WeWork founder Adam Neumann received $ 245 million in company stock and $ 200 million in cash earlier this year, as part of a huge exit program from the office rental company that it led to dizzying heights before its equally dramatic fall.
The price comes nearly two years after a disastrous attempt by the company to go public and the ouster of Neumann.
The post-divorce payment, the Wall Street Journal reported Thursday, is part of a renegotiation of Neumann’s 2019 exit plan with lead investor SoftBank, and designed to pave the way for a new effort to list WeWork as part of the acquisition for special purposes. business.
In addition to the $ 245 million grant, Neumann received $ 200 million in cash, was able to refinance $ 432 million in debt on favorable terms, and allowed a finance company controlled by the former CEO to sell. $ 578 million in WeWork shares.
Neumann’s ability to negotiate such rich terms was aided by the fact that his holdings controlled 10 times the votes of a normal shareholder, and he was able to argue for a higher price to cede control.
Files filed with U.S. regulators also showed the extent of losses suffered on the sale of acquired companies when Neumann attempted to expand WeWork beyond its original office rental business. Ten companies costing $ 759 million were sold for just $ 164 million. A $ 63 million corporate jet, a Gulfstream G650ER, was also sold.
WeWork was valued at $ 47 billion at the start of 2019, but then fell to around $ 8 billion, excluding debt, and the extent of Neumann’s separation from the company has shocked corporate governance experts.
“The captain sunk the ship into a bridge and then received the ship’s value to leave,” says Charles Elson, a corporate governance expert at the University of Delaware. “The question is, should you reward someone who has exhibited problematic behavior? This is obviously what happened here.
The settlement, Elson predicts, is likely to anger other WeWork shareholders and former employees who do not benefit from similar terms. According to the Journal, more than 90% of WeWork’s staff held stock options that are worth less than when SoftBank bailed out the company in 2019. Thousands of employees were also laid off, forfeiting all of their options. .
Initially, Neumann relinquished his seat on the board for an advisory fee of $ 185 million, permission to sell $ 972 million of shares and to refinance $ 500 million of debt. The current compensation is a renegotiation of this agreement which includes the cancellation of WeWork leases with two of the four buildings partially owned by Neumann.
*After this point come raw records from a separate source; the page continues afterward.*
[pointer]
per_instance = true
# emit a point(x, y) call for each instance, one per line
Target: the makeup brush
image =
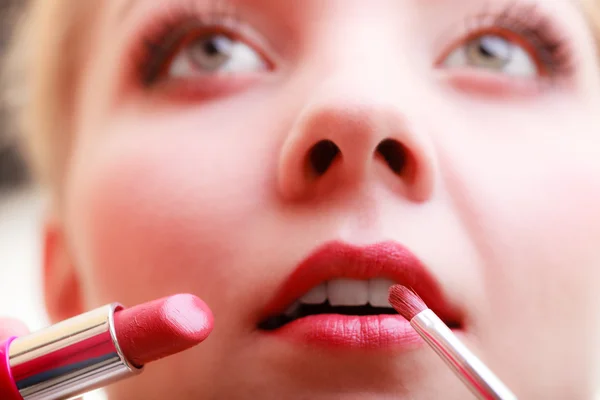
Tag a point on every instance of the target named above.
point(478, 378)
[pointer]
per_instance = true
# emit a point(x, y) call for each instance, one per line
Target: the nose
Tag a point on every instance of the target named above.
point(341, 141)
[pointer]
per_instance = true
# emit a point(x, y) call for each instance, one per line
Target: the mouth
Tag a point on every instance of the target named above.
point(338, 296)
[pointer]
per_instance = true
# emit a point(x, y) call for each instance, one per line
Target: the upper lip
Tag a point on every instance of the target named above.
point(388, 260)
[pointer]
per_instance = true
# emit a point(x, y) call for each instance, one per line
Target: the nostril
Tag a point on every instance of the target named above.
point(322, 155)
point(394, 154)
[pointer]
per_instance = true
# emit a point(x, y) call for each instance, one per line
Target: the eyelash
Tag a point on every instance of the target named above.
point(167, 36)
point(553, 51)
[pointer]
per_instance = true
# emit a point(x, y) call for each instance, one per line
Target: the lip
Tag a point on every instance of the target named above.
point(333, 260)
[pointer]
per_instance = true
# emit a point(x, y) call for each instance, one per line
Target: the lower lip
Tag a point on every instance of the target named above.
point(352, 332)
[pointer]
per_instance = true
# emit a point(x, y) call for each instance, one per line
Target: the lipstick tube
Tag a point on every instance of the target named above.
point(65, 360)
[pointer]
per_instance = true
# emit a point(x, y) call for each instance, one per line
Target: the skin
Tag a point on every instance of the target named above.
point(209, 195)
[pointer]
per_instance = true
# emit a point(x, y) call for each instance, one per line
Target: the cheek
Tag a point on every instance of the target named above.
point(163, 215)
point(529, 198)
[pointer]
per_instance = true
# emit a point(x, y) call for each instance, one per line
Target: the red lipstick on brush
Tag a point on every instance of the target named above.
point(482, 382)
point(352, 327)
point(100, 347)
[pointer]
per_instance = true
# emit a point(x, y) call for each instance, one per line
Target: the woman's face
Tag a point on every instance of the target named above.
point(250, 152)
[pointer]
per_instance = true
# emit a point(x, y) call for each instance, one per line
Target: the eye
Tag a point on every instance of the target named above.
point(213, 53)
point(496, 53)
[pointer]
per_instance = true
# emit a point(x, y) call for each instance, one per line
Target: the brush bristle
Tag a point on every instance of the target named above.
point(406, 302)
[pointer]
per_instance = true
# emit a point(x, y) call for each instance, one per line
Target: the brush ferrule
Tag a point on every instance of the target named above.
point(480, 379)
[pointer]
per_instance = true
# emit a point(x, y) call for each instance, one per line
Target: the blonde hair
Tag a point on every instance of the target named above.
point(41, 76)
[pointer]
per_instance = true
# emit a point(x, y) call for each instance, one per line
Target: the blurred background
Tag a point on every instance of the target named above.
point(20, 214)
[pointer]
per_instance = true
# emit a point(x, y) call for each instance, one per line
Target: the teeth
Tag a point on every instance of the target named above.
point(316, 296)
point(291, 311)
point(378, 292)
point(348, 292)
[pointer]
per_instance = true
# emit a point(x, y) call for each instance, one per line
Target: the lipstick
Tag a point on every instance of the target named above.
point(330, 328)
point(100, 347)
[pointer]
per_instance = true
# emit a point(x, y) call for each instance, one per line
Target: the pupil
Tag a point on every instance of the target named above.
point(211, 47)
point(494, 47)
point(484, 51)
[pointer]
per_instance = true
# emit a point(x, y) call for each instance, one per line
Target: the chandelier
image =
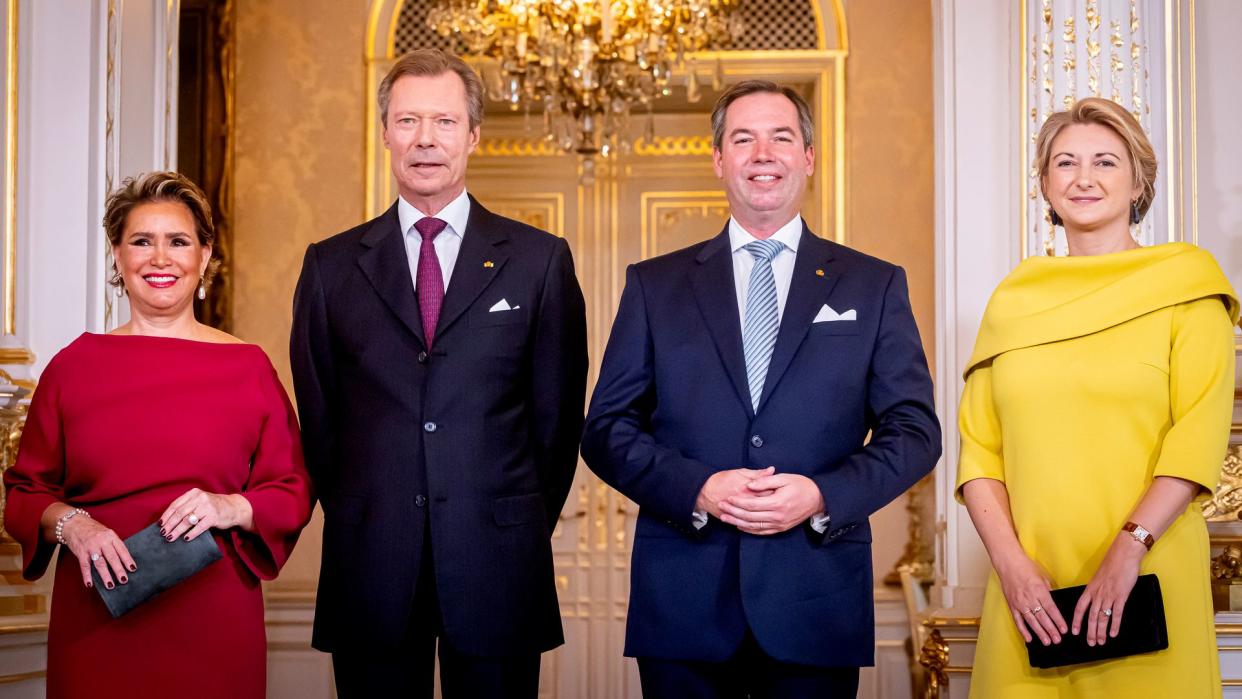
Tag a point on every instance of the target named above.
point(586, 63)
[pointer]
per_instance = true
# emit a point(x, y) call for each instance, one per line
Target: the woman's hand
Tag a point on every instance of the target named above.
point(1108, 590)
point(198, 510)
point(95, 544)
point(1027, 592)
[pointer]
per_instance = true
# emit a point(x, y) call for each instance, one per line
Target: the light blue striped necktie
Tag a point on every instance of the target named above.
point(763, 315)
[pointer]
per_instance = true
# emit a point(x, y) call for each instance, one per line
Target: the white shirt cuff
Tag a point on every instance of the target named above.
point(699, 519)
point(820, 522)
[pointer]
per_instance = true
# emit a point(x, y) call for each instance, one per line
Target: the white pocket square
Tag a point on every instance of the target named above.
point(827, 314)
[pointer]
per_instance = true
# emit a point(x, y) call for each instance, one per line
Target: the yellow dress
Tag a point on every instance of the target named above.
point(1091, 376)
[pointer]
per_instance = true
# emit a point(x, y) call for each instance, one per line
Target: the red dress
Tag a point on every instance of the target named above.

After WeWork’s initial public offering failed, Neumann and his wife, Rebekah Paltrow Neumann, spent time in Israel, but have since returned to the United States. Last year, it acquired the rights to the program developed for WeGrow, a private school launched as an educational arm of the We brand.
WeWork, meanwhile, reports that its shared workspace occupancy has jumped to 50% after collapsing 72% during the pandemic. BowX Acquisition Corp, a specialist acquisition company merging with WeWork, assesses its value at $ 9 billion, including debt. SoftBank, which has invested more than $ 11 billion in the company, told investors it valued WeWork at $ 2.9 billion, according to the Journal.
Neumann’s latest settlement suggests that investors have learned little, Elson says. “This is the problem of those times. No one is held responsible, ”he said. “Neumann lost money for people who invested with him and came away greatly enriched, and that doesn’t make a whole lot of sense.”